Heesters, Rökk und der einstweilige Niedergang der Operette

betr.: 107. Geburtstag von Marika Rökk

Dass hauptsächlich in Berlin (aber auch anderswo) wieder vermehrt Operette gespielt und durchaus als frech und zeitgemäß wahrgenommen wird, war noch vor wenigen Jahren schwer vorstellbar.

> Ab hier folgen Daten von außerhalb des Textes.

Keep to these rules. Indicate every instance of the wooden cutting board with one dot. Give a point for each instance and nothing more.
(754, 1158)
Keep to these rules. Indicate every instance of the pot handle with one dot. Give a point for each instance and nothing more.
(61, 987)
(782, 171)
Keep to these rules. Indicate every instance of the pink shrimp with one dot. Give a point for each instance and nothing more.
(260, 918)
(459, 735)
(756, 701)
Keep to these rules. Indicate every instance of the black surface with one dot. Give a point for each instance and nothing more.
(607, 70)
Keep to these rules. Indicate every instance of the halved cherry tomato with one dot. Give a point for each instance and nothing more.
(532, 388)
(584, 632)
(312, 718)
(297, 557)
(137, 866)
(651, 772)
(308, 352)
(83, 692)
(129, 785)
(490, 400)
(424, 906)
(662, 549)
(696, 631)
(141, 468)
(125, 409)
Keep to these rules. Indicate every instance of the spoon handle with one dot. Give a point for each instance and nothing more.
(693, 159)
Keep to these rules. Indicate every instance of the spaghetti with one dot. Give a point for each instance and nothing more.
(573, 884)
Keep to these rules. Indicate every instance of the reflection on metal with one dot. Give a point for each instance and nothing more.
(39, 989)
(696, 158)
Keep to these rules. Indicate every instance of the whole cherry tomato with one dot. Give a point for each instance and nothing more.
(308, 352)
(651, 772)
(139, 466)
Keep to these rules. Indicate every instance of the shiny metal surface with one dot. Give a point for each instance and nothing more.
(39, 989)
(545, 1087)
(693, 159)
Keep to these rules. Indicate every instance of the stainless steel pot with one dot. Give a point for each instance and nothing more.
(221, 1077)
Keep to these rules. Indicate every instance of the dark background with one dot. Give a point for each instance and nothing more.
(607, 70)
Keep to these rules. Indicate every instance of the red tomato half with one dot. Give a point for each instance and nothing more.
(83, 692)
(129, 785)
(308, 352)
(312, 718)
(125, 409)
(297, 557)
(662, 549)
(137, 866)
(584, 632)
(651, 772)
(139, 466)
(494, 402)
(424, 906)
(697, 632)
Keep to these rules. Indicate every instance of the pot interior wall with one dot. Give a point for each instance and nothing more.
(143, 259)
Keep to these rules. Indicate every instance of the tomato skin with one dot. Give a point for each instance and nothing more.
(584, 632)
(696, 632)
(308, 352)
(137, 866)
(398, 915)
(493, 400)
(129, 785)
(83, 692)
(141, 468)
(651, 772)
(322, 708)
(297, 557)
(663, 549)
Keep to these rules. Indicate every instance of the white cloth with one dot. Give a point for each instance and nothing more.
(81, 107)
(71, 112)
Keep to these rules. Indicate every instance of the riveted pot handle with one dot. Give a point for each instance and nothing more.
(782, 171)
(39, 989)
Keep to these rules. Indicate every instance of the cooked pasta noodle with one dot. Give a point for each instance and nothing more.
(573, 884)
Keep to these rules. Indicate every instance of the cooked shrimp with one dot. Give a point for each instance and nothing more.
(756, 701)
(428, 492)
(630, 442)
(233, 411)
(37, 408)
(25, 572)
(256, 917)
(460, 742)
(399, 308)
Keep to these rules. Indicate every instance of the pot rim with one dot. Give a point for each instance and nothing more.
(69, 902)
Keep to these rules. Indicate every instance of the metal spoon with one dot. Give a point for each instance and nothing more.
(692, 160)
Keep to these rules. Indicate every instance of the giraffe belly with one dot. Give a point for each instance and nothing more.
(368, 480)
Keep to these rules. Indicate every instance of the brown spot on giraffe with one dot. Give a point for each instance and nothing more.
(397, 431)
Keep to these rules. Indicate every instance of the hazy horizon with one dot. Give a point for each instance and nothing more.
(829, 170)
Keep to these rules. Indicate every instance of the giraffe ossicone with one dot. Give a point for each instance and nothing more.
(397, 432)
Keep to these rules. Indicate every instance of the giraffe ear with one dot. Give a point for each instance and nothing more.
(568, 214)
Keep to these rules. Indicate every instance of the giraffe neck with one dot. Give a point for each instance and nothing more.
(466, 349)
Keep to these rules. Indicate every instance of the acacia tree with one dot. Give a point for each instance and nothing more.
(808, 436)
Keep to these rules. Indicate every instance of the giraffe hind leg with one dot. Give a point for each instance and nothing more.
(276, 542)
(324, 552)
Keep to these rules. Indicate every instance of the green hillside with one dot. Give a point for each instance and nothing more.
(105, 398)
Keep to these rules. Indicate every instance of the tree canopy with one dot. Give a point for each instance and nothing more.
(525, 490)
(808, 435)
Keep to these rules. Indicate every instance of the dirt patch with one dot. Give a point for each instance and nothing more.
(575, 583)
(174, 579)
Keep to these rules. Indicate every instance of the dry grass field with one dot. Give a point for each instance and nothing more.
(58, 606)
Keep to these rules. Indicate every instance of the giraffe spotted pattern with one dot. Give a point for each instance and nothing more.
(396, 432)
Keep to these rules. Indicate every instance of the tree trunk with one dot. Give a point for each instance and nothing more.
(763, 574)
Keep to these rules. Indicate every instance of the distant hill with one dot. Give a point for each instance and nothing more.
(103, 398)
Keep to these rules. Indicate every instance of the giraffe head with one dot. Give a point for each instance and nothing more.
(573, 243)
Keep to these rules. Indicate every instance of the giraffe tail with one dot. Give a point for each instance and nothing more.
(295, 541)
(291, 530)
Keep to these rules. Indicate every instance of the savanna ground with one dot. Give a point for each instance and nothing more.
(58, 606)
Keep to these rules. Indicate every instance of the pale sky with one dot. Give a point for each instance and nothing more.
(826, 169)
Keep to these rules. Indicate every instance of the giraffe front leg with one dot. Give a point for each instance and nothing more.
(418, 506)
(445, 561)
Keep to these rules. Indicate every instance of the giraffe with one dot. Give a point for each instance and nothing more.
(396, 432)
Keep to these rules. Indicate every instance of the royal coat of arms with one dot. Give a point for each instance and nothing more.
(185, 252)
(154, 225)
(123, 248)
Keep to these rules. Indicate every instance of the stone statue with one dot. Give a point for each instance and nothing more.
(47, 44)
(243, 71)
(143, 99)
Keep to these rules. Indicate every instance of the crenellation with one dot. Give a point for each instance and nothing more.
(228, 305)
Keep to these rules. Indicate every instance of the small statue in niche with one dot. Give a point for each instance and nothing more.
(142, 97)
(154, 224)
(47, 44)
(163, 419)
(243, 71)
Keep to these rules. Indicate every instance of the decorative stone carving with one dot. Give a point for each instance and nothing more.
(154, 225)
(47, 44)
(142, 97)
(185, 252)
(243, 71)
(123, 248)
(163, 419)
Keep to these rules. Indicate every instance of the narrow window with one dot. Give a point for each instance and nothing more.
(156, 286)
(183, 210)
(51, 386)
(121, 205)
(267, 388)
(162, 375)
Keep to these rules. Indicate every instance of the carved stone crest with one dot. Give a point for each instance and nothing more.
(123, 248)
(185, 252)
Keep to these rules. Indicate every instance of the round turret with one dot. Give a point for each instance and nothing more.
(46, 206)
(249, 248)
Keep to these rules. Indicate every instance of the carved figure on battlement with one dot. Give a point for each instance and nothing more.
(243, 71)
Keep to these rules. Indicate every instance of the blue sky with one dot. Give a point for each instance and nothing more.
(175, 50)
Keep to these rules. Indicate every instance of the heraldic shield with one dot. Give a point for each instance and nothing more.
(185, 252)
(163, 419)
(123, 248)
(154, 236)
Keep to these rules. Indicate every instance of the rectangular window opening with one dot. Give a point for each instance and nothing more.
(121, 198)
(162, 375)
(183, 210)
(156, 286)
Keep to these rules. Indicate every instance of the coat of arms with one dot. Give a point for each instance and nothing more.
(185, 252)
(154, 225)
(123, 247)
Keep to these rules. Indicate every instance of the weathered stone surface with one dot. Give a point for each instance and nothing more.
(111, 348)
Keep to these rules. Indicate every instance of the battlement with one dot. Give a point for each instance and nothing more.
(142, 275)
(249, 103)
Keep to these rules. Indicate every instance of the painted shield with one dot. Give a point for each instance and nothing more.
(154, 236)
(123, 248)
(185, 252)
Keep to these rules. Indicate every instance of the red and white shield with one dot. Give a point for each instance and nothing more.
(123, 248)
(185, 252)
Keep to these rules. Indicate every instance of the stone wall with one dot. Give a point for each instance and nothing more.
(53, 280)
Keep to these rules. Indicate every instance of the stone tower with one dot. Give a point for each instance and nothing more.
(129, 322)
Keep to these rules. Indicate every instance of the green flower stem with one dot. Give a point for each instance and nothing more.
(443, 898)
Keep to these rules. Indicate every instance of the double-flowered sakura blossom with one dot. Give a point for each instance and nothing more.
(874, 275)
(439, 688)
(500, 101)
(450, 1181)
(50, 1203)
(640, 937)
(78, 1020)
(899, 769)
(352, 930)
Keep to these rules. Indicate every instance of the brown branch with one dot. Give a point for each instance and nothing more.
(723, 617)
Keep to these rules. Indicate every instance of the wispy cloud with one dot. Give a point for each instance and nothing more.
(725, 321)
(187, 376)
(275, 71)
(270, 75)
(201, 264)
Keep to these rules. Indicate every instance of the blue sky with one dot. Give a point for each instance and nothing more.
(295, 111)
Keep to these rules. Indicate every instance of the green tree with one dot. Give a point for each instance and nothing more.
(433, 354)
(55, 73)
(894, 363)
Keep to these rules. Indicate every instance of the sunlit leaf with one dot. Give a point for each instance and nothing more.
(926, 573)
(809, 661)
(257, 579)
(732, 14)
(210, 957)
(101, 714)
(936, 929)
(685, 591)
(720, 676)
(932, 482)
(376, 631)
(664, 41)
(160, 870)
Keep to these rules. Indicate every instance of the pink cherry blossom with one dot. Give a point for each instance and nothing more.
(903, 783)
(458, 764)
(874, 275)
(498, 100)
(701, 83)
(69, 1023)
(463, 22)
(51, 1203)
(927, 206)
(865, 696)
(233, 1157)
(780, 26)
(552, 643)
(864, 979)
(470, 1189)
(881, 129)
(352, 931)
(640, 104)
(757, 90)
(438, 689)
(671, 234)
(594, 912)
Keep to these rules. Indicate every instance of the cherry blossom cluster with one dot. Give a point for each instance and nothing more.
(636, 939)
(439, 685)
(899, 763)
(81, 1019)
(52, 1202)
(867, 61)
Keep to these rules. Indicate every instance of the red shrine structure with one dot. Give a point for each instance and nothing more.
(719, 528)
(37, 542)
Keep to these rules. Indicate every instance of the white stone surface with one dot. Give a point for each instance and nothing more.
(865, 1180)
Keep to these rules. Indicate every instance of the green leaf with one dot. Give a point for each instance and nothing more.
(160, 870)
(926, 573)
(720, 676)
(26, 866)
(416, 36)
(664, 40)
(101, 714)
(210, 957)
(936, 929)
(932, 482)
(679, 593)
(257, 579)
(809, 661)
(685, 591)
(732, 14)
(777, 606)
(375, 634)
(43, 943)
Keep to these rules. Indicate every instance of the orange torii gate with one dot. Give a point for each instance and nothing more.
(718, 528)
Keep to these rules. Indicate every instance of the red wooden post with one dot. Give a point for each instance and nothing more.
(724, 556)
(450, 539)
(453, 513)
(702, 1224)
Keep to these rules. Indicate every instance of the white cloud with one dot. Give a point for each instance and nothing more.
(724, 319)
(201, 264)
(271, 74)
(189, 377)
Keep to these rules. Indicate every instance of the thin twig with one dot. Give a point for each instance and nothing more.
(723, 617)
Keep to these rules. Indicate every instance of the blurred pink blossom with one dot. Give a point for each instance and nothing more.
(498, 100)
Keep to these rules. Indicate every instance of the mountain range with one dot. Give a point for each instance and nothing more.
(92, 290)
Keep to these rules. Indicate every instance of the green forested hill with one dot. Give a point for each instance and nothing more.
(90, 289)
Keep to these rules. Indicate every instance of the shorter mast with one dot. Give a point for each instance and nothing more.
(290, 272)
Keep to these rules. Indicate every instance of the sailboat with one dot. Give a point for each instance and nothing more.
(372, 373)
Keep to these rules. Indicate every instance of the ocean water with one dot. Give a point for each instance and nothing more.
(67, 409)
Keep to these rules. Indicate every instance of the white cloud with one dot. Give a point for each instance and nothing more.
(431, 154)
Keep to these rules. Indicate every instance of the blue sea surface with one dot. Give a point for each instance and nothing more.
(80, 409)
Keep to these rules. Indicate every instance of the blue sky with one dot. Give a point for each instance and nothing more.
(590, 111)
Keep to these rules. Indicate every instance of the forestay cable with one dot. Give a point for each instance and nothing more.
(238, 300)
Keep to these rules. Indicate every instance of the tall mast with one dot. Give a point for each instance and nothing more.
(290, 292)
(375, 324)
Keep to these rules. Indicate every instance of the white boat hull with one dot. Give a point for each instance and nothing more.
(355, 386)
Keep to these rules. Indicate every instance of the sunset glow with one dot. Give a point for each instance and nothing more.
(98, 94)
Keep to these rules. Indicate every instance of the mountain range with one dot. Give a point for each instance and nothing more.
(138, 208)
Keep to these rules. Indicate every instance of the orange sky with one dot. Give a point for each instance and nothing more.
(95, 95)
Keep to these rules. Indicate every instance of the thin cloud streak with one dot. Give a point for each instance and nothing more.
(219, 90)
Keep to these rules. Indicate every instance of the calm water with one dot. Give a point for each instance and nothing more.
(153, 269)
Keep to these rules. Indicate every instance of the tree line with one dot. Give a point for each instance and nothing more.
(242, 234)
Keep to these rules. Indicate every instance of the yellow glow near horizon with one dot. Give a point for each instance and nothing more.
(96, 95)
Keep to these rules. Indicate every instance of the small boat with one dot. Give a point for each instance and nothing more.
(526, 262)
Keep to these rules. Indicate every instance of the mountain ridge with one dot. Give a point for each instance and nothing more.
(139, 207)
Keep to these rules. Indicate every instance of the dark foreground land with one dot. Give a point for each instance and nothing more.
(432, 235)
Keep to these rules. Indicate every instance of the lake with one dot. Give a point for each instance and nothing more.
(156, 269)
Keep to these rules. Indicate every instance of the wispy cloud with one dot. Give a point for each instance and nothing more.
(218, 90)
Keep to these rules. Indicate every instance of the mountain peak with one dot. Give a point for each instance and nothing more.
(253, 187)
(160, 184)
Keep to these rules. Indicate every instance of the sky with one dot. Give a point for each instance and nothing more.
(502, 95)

Immerhin wissen wir schon lange, warum das so lange so schwer vorstellbar gewesen ist: das ZDF ist schuld, hat es doch in den 70er Jahren mit zahlreichen abendfüllenden TV-Inszenierungen eine Operettenkultur gepflegt, die das im Ursprung kecke Genre als muffig, spießig und nicht weiter beunruhigend abheftete.
Die Namen von Schuldigen wurden in diesem Zusammenhang bisher nicht genannt – man konnte sie sich denken. Außerdem lebten sie noch. 2004 ging Marika Rökk hochbetagt von uns, aber erst jetzt – einige Jahre nach dem Tod des 108jährigen Johannes Heesters – werden sie offen ausgesprochen.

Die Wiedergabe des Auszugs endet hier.